I, for one, would love to do one.
“Eric, how did you feel about tonight’s show?”
“Well, you know, we didn’t get a lot of the breaks tonight. John brought the wrong harmonica for ‘Dream Girl,’ so that kind of threw him off. The monitors were in and out all night. A lot of things were just outside our control. But, you know, we’re mentally tough, and we played it out to the end. This band’s got a lot of heart.”
“Is it fair to say that you didn’t have your best performance tonight?”
“Yeah, I think, yeah, you could say that. I’ve kind of been trying to find my groove the last few shows. We’ve been on the road for awhile now, and I think it’s hitting us all in different ways.”
“What do you plan to do to bust out of this slump?”

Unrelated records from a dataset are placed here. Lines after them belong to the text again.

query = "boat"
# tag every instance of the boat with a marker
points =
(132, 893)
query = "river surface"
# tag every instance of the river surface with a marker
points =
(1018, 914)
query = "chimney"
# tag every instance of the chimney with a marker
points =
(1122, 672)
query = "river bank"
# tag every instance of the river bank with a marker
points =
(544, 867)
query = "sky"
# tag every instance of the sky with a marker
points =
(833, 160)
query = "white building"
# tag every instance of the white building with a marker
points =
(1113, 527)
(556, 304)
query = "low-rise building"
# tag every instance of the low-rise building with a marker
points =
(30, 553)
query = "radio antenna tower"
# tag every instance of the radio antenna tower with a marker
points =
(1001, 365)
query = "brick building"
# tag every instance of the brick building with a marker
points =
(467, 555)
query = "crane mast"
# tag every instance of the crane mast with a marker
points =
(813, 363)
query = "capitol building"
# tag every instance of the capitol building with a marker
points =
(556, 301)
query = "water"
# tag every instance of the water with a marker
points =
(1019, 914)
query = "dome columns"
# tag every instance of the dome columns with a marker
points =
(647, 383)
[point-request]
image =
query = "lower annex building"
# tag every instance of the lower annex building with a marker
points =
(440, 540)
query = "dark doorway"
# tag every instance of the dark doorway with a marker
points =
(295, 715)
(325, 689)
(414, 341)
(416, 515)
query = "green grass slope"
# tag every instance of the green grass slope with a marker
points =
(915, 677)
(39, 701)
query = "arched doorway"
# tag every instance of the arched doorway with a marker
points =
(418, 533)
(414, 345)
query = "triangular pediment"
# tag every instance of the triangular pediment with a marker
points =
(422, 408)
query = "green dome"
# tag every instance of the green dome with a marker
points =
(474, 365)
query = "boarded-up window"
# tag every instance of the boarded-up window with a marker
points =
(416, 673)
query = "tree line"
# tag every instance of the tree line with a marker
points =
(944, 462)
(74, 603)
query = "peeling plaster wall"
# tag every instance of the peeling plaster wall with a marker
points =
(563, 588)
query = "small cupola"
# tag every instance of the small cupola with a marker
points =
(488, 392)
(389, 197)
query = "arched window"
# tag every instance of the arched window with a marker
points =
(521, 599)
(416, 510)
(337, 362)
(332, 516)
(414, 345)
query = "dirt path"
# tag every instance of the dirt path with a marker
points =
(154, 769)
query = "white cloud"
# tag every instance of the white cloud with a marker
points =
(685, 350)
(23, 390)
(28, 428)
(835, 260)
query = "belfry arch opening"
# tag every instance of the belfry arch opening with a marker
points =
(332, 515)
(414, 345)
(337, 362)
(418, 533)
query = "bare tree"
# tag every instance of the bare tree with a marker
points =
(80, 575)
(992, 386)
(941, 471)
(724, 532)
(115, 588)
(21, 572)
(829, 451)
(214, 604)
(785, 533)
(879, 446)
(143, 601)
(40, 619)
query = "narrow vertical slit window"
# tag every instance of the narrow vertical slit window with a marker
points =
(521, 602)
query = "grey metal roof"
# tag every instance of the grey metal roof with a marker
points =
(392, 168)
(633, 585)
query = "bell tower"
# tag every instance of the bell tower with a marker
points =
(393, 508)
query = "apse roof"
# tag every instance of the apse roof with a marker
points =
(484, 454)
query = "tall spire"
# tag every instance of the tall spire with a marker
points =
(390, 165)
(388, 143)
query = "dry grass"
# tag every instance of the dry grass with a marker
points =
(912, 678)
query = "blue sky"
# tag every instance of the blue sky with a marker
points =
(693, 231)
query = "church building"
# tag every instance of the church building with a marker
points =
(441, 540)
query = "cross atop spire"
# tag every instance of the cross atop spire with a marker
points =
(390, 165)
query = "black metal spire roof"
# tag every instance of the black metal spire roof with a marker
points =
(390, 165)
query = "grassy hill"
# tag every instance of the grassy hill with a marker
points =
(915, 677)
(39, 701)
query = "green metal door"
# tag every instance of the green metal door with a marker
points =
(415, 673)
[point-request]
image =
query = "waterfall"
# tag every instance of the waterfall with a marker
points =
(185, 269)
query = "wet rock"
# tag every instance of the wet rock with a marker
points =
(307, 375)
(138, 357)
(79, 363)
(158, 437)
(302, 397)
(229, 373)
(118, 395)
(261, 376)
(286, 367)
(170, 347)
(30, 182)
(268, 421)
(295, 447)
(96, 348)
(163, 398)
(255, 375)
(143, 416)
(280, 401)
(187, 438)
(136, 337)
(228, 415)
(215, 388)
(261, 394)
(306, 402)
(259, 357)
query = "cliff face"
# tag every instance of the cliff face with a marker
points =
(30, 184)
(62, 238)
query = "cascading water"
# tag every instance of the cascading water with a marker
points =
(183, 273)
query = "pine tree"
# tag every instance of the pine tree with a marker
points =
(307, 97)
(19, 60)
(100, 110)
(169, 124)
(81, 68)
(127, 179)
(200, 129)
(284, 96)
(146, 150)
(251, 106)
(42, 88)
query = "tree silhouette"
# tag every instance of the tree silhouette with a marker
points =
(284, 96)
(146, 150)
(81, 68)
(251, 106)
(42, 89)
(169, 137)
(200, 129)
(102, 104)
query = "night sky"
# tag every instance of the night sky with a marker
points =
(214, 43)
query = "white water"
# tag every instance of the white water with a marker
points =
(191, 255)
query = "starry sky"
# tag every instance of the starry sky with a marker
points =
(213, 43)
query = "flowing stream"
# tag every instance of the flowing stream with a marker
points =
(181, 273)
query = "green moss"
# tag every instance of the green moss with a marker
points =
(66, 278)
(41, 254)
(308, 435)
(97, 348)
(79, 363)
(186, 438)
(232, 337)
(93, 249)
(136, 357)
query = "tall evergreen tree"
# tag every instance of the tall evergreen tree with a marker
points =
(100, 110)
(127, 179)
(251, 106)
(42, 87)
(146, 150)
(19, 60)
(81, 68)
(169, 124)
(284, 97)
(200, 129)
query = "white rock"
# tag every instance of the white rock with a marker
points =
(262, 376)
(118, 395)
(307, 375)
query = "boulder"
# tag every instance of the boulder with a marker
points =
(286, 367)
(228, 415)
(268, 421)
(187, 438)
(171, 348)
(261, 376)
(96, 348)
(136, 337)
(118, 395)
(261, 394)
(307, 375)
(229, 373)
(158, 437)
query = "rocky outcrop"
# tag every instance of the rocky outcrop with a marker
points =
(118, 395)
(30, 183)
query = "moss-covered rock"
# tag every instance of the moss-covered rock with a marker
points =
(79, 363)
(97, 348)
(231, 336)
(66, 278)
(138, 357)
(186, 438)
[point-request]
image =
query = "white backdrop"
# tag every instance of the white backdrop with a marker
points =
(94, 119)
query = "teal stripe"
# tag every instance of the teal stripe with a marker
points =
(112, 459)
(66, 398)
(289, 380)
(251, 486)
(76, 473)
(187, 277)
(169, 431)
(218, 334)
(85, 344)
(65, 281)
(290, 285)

"’Slump’? Who said anything about a slump? We’re not
sucking, we’re just, just not playing straight-A shows the last few nights. "Slump" is an overstatement. We just need to go back out tomorrow and play like we know we’re capable of playing. It’ll work itself out in the end. We just gotta keep plugging away.”
On second thought, I think we can do with as little of that kind of “news” as possible. The older I get and the more I think about it, I think pretty much anything in the sports section outside of box scores and injury reports is just useless ephemera that no one needs to waste their time writing or reading.